Seven-year-old girl who attended the emergency department in springtime for an episode of complex generalised seizure with disconnection from the environment and falling to the ground while walking, together with hypertonia, sialorrhoea and movements of the corner of the mouth lasting about three minutes, with spontaneous recovery. In the previous days the child had presented with myalgia, headache and fever up to 39°C, but had been afebrile for 24 hours.
She had no relevant physiological history: pregnancy, childbirth and perinatal period were of no interest, nor did she have any pathological history of interest, and her only family history was her mother's treatment with lithium for bipolar disorder that had been going on for years. On arrival at the ED, the patient presented a post-critical state with a Glasgow Glasgow score of 10, but the rest of the examination, both neurological and by systems, was normal. The blood tests were outstanding in the biochemistry and haemogram:
- Biochemistry:
- Glutamic-oxalacetic transaminase (GOT): 93 UI/l.

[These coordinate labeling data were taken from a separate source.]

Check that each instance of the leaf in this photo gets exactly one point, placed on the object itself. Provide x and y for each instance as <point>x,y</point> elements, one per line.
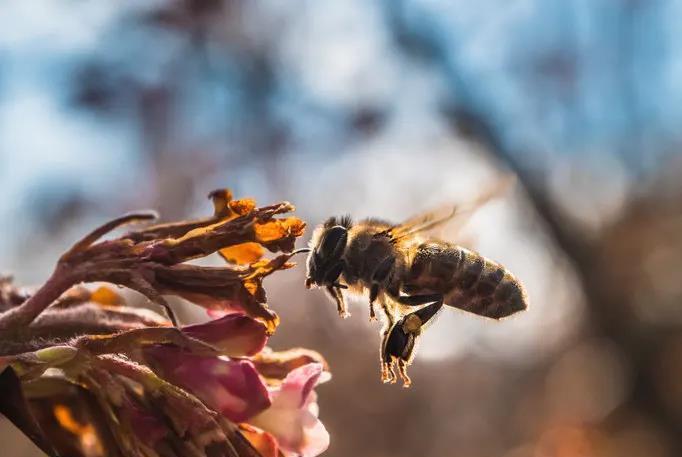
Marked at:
<point>13,406</point>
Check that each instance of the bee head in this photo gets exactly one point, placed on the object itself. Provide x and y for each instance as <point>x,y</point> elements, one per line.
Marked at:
<point>325,263</point>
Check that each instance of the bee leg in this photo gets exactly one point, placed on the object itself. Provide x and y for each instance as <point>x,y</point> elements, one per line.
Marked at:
<point>378,277</point>
<point>402,370</point>
<point>373,293</point>
<point>388,375</point>
<point>337,295</point>
<point>400,342</point>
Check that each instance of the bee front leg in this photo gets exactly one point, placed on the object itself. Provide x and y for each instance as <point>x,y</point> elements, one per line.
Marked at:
<point>337,295</point>
<point>373,293</point>
<point>379,277</point>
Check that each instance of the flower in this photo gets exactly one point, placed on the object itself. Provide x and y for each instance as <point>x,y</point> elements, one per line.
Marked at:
<point>293,416</point>
<point>84,374</point>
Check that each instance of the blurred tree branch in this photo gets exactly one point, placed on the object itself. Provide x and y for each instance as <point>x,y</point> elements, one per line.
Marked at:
<point>610,301</point>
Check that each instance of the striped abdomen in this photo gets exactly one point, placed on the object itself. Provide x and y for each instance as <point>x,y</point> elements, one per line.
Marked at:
<point>466,279</point>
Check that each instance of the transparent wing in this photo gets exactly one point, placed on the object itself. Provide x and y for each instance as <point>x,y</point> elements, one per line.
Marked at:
<point>438,216</point>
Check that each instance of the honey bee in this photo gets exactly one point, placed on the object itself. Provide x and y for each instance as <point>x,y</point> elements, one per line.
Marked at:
<point>410,275</point>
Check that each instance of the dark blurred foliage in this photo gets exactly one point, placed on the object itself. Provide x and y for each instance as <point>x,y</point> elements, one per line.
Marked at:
<point>385,108</point>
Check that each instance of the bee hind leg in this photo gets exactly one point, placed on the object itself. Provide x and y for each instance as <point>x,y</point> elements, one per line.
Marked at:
<point>399,342</point>
<point>402,370</point>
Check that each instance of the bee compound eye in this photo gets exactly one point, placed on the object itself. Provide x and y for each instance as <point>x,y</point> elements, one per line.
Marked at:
<point>412,324</point>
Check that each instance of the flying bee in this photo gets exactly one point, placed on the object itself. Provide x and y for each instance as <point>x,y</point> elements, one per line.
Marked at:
<point>410,275</point>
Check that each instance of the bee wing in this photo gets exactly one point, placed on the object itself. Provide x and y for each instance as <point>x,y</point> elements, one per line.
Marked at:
<point>440,215</point>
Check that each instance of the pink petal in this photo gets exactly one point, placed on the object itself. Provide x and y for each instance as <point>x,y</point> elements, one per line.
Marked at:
<point>230,387</point>
<point>292,418</point>
<point>236,335</point>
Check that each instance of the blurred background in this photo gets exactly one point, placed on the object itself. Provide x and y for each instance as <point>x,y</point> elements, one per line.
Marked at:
<point>389,108</point>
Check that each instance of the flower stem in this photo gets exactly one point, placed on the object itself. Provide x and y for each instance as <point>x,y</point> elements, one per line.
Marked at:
<point>59,282</point>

- Glutamic-pyruvic transaminase (GPT): 44 IU/l.
- C-reactive protein (CRP): 2 mg/l.
- Haemogram:
- Leukocytes activated aspect: 6000 (N: 30% L: 66% M: 4%).
- Platelets 125 000.
- Normal red blood count.
In view of the afebrile seizure, it was decided to admit him to complete the study. Two hours after admission, he had a new seizure that ceased with the administration of intravenous midazolam at 0.15 mg/kg, but he suffered respiratory arrest requiring T-piece ventilation and was admitted to intensive care for close monitoring and surveillance.
On arrival at the intensive care unit, he presented post-critical state, with a Glasgow Glasgow of 7 and all other vital signs normal except for an axillary temperature of 38°C in this case. Neurological examination revealed marked hyperreflexia of the lower limbs, with negative meningeal signs. Urgent cranial computed tomography (CT), lumbar puncture, urine toxicity and lithemia (due to maternal history) were performed, with normal results. An urgent electroencephalogram (EEG) was performed, reporting global slowing of activity compatible with meningoencephalitis. Cerebrospinal fluid (CSF) serology was obtained for enterovirus and herpes virus, both negative. Serology was also obtained for multiple agents such as toxoplasma, rubella, lupus, herpes simplex 1 and 2, varicella-zoster virus, Mycoplasma, adenovirus, mumps, parvovirus, measles, Coxsackie, ECHO virus and Borrelia, also negative.
In the following hours after admission, the patient presented episodes of agitation with somnolence and again presented two generalised convulsive episodes, so maintenance levetiracetam was started at 40 mg/kg/day, with a previous bolus of 20 mg/kg, together with prophylactic acyclovir at 60 mg/kg/day, despite the negative serology. Magnetic resonance imaging (MRI) of the brain was requested urgently, with normal results and no evidence of bleeding or hyperdensity lesions.
Given the history of myalgia and fever in the previous days and the poor recovery of the neurological symptoms, it was decided to determine influenza A antigens in the nasal exudate, which was positive, so treatment was started with oseltamivir 5 mg/kg/day for a total of five days, and acyclovir was discontinued. The patient progressively improved, but suffered a new convulsive episode and it was decided to extend serology for cytomegalovirus (CMV), Ebstein-Barr virus (EBV), herpes and influenza A negative, and a repeat MRI of the brain was performed, which remained normal. CSF oligoclonal bands were requested, which were negative, and the autoimmunity study with anti-DNA, anti-Ro, anti-La, anti-histone, anti-Sm, anti-RNP, anti-SCL70, anti-Jo, and anti-neutrophil cytoplasmic antibodies (ANCA) were negative. Valproic acid was administered at a dose of 40 mg/kg/day, with complete cessation of seizures.
The patient had a total of five seizure episodes and on discharge the EEG improved, although not completely normal. Treatment was continued with valproic acid 40 mg/kg/day and levetiracepam 60 mg/kg/day.
Currently, the patient continues to be monitored at Neuropaediatrics consultations, now without anti-comedic medication, and remains asymptomatic, with normal EEG at the last visit.